Over several years of usage we have run into a number of complaints about the scala client. This is a proposal for addressing these complaints.
This would likely be done in the timeframe of a 0.9 release.
Current Problems and Fixes
Here is a dump of all the problems we have seen and some solutions:
- Move clients to Java to fix scala problems
- Javadoc
- Scala version non-compatability
- Readability by non-scala users
- Scary stack traces
- Leakage of scala classes/interfaces into java api
- Code cleanup and embeddability
- Both producer and consumer code are extremely hard to understand
- Redo the request serialization layer to avoid all the custom request definition objects
- Eliminate the "simple" consumer api and have only a single consumer API with the capabilities of both
- Remove all threads from the consumer
- Have a separate client jar with no depedencies
- Generalize APIs
- Producer
- Give back a return value containing error code, offset, etc
- Consumer
- Enable static partition assignment for stateful data systems
- Enable consumer-driven offset changes.
- Producer
- Better support non-java consumers
- Move to a high-level protocol for consumer group management to centralize complexity on the server for all clients
- Improve performance and operability
- Make the producer fully async to to allow issuing sends to all brokers simultaneously and having multiple in-flight requests simultaneously. This will dramatically reduce the impact of latency on throughput (which is important with replication).

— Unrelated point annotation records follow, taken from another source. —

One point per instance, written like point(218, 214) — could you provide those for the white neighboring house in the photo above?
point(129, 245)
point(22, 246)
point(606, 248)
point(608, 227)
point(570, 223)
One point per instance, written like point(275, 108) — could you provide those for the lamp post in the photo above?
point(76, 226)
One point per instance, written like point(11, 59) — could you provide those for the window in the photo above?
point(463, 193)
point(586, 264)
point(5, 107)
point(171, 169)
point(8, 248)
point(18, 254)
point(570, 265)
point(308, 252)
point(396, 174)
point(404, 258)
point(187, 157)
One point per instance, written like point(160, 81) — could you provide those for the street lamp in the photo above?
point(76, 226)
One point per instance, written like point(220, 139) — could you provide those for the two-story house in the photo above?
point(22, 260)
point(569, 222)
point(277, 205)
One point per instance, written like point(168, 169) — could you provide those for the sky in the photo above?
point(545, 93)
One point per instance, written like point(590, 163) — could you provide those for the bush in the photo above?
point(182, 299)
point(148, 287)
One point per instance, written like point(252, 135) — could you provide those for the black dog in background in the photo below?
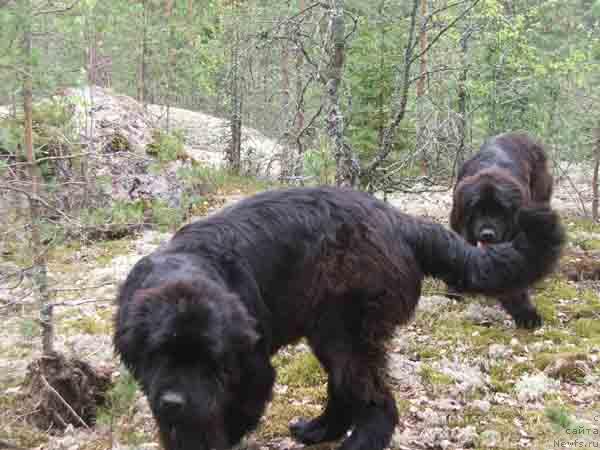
point(199, 320)
point(509, 171)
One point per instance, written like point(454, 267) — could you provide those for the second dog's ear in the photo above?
point(241, 329)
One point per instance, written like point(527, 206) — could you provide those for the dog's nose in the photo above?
point(487, 235)
point(171, 403)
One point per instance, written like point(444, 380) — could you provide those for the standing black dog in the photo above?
point(510, 171)
point(199, 320)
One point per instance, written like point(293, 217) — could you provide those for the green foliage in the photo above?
point(203, 179)
point(560, 417)
point(320, 165)
point(299, 370)
point(120, 399)
point(53, 134)
point(120, 212)
point(166, 147)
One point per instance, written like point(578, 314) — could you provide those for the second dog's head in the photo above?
point(184, 342)
point(489, 203)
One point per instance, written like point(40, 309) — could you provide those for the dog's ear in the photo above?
point(133, 329)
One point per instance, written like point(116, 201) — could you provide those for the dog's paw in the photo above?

- Move to server-side offset management will allow us to scale this facility which is currently a big scalability problem for high-commit rate consumers due to zk non scalability.

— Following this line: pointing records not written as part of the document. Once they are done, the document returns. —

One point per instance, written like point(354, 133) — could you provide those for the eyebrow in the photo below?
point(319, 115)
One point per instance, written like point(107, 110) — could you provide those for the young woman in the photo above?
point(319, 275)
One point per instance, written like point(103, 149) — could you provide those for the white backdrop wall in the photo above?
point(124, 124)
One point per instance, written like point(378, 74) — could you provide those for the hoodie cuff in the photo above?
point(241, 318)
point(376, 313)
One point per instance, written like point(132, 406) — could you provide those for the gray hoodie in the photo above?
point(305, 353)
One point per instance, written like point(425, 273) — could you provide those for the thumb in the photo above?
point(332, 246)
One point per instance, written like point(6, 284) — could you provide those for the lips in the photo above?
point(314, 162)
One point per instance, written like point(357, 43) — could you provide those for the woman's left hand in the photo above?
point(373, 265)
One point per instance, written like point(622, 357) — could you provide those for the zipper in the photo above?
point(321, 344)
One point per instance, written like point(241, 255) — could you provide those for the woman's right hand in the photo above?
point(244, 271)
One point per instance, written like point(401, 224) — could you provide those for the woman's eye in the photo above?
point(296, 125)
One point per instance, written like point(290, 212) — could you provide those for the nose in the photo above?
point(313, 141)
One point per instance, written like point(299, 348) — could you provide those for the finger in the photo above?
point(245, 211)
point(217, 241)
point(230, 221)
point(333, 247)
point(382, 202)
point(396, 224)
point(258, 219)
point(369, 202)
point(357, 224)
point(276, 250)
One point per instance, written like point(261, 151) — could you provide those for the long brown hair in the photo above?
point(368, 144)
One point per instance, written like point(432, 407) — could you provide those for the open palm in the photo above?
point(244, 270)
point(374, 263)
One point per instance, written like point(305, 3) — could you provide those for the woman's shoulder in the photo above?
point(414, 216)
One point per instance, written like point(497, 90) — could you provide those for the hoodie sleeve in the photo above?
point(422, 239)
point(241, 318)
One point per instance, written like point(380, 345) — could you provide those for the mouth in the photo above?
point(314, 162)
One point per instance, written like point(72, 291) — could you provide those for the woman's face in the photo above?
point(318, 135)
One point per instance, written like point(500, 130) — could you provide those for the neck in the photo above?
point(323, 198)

- Server-side group membership will be more scalable with number of partitions then the current consumer co-ordination protocol
- Improve inefficiencies in compression code
The idea would be to roll out the new api as a separate jar, leaving the existing client intact but deprecated for one or two releases before removing the old client. This should allow a gradual migration.
Proposed Producer API
SendResponse send(KafkaMessage... message); Usage: Producer producer = new Producer(new ProducerConfig(props)); SendResponse r = producer.send(new KafkaMessage(topic, key, message)); r.onCompletion(new Runnable() {System.out.println("All done")}) r.getOffset() r.getError()
Changes from current API
- The key and message in KafkaMessage would have type Object instead of parameterized types. The parameterized types have not played well with the fact that different topics may take different types and since the serializer is instantiated via reflection (at runtime) the parametric types add no actual type safety.

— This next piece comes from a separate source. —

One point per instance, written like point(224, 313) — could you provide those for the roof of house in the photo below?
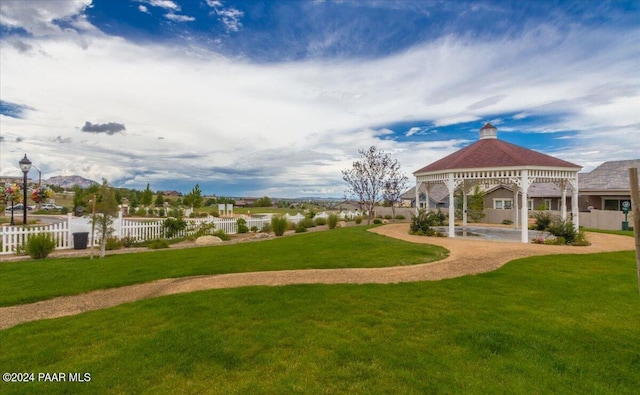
point(612, 175)
point(491, 153)
point(536, 190)
point(438, 193)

- The producer will always attempt to batch data and will always immediately return a SendResponse which acts as a Future to allow the client to await the completion of the request.
Implementation
As today we will have a single background thread that does message collation, serialization, and compression. However this thread will now run an event loop to simultaneously send requests and receive responses from all brokers.
Consumer API
Here is an example of the proposed consumer API:
Consumer consumer = new Consumer(props); consumer.addTopic("my-topic"); // consume dynamically assigned partitions consumer.addTopic("my-other-topic", 3); // long timeout = 1000; while(true) { List<MessageAndOffset> messages = consumer.poll(timeout); process(messages); consumer.commit(); // alternately consumer.commit(topic) or consumer.commit(topic, partition) }
As before the consumer group is set in the properties and for simplicity each consumer can belong to only one group.
addTopic is used to change the set of topics the consumer consumes. If the user gives only the topic name it will automatically be assigned a set of partitions based on the group membership protocol below. If the user specifies a partition they will be statically assigned that partition.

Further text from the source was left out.